Six Israeli soldiers have been killed by Hezbollah attacks in Lebanon in ten days. The Israeli government has decided on a tough response. Israeli air force fighter planes have bombed power plants deep inside Lebanese territory. Hezbollah has continued to attack Israeli outposts in southern Lebanon, and a flare-up seems imminent.
But, in fact, it doesn’t really matter what Israel’s tough response in Lebanon will be. The entire process is preordained, and it is only an illusion to believe that Israel controls or initiates any part of it.
Time and time again, for over twenty years now, our leaders have brought us to a Lebanese blind alley in which we are forced to act precisely contrary to our interests.

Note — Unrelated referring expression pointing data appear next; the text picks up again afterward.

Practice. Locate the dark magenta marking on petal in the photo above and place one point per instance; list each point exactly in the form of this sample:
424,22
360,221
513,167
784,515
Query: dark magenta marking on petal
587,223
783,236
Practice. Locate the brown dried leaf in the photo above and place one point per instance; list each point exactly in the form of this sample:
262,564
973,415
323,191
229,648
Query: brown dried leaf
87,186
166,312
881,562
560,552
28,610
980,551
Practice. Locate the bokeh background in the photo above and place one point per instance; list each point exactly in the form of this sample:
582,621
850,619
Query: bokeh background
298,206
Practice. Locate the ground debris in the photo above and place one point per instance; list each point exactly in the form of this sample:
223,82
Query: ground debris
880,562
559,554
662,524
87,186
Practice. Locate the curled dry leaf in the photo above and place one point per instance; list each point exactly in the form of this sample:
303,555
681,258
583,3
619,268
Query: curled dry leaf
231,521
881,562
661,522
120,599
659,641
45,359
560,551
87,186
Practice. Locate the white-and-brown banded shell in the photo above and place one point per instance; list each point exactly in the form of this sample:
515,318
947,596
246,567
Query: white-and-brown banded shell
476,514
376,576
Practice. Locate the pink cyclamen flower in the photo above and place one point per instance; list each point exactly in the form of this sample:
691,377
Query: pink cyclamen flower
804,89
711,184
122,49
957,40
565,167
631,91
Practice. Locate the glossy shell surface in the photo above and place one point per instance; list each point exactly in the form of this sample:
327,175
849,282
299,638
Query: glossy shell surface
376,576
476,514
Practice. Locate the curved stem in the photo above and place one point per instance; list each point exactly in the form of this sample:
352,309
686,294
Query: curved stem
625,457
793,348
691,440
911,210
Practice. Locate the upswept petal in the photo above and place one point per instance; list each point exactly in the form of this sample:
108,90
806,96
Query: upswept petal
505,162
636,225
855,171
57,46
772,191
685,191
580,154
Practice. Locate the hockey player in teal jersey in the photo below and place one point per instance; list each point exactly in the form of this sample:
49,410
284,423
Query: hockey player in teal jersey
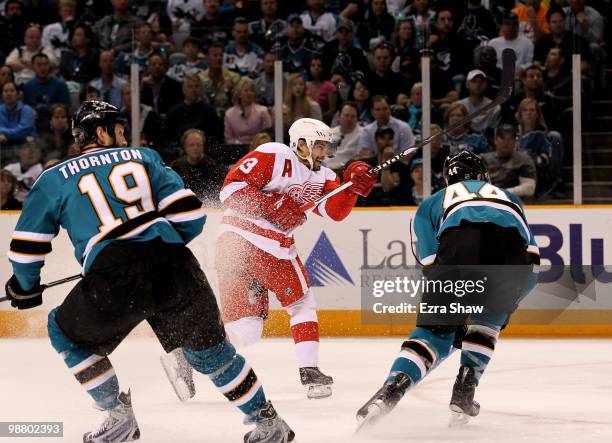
473,223
129,218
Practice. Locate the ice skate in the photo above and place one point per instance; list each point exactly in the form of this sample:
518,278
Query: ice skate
269,427
180,374
462,403
383,401
318,384
120,425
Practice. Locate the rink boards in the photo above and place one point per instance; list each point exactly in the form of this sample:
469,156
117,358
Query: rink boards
336,254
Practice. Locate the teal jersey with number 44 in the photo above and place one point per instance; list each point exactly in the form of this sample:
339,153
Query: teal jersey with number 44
473,201
100,197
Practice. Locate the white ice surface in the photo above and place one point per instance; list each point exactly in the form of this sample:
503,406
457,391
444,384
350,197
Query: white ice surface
534,390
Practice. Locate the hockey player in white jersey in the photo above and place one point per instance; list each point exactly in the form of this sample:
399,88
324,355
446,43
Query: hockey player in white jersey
255,251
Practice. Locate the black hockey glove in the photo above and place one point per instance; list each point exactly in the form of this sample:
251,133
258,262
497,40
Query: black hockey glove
21,299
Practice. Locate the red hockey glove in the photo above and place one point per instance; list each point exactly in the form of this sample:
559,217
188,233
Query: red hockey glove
284,213
362,182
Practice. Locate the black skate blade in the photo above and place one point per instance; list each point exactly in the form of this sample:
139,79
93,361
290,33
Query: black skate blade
372,417
458,418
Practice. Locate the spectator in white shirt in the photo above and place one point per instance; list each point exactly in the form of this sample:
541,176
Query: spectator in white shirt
55,35
510,38
20,59
319,22
347,135
403,137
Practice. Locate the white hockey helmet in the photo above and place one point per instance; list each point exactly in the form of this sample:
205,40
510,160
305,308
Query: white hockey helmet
311,131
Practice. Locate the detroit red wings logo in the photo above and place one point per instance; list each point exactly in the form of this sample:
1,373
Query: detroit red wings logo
306,192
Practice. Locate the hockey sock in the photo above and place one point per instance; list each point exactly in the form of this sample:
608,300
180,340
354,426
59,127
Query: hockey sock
422,351
305,330
478,347
94,372
231,374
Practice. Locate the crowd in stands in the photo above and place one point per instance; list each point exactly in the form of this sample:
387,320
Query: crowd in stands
206,71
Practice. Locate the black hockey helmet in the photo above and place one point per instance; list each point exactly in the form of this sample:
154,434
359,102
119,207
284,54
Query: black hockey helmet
464,165
92,114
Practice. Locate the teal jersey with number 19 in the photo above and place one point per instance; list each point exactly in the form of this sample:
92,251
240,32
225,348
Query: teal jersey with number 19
473,201
101,197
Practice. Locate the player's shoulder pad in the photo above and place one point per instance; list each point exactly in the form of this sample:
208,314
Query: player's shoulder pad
273,148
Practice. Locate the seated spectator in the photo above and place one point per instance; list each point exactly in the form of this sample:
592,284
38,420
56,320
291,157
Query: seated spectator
443,90
6,75
560,37
264,84
56,35
347,135
486,61
265,31
532,140
241,55
321,90
218,83
79,61
20,59
8,183
508,168
532,80
13,26
160,91
193,63
88,92
202,174
510,38
26,170
260,139
462,138
341,56
150,123
143,36
416,175
375,25
477,84
246,118
406,56
359,93
215,26
415,109
452,53
193,112
55,142
382,80
587,22
394,187
16,119
439,153
297,46
478,25
422,16
183,15
402,134
558,77
44,90
108,84
114,31
319,22
297,104
532,19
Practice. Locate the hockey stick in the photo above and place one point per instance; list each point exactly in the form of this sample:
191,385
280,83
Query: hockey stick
54,283
505,91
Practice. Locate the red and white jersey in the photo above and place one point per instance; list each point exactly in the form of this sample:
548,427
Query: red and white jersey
272,168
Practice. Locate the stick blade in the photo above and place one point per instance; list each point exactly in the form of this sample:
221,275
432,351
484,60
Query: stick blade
508,67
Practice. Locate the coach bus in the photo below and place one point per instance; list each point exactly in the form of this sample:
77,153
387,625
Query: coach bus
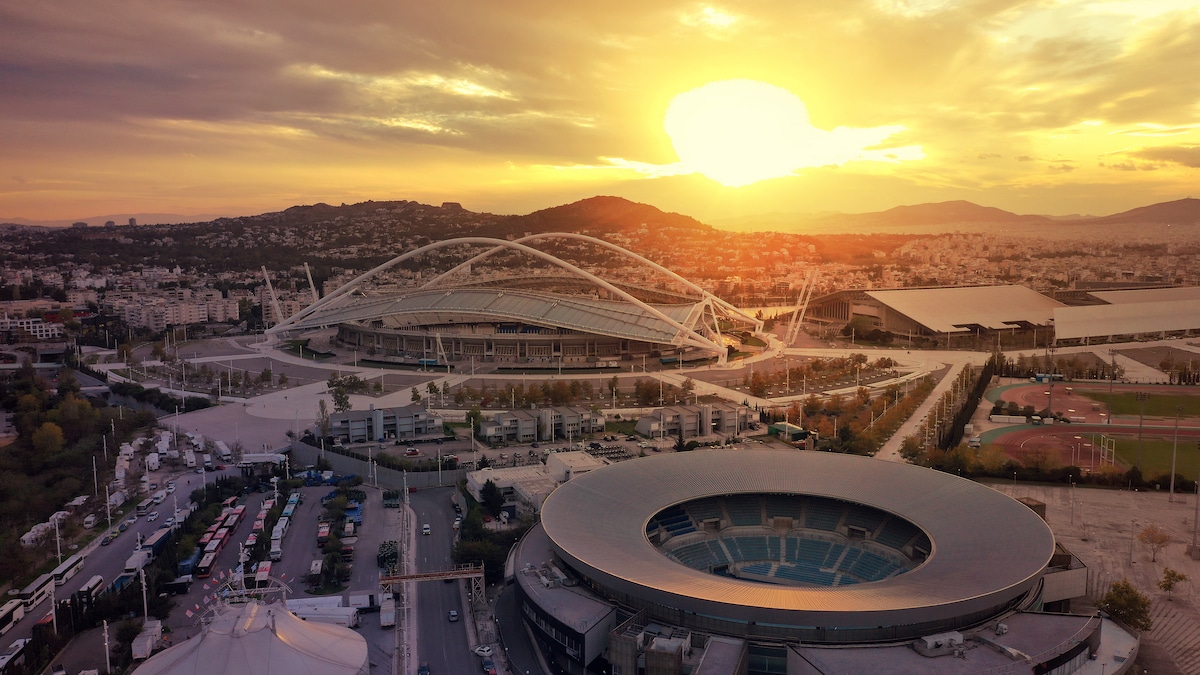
263,574
69,568
91,590
34,593
204,569
10,614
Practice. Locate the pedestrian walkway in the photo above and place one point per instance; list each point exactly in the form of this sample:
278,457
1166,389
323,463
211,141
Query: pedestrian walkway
891,449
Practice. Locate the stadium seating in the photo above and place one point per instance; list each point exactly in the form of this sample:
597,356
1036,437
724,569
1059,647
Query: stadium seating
823,514
744,509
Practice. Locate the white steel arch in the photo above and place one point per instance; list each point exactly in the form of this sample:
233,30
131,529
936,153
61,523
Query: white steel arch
707,297
685,335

This time, too, apparently, we will react the same way. We’ll once again behave like the drowning man whose frantic flailing sucks him deeper and deeper into the water.
Why does it have to be this way? Why does it sometimes seem as if we Israelis are doomed to make this error by our very nature? That it’s the result of our too finely honed instincts, which in the end bring more and more disasters upon us?
We do not acknowledge the failure of our continued, pointless presence in Lebanon. We are not admitting that our deterrent force decays further with each additional day there. We do not accept that there is no military solution to the Lebanon problem. Instead of facing up boldly to these facts, it’s much easier for us to turn our frustration and humiliation into a great fist and to strike out, hard.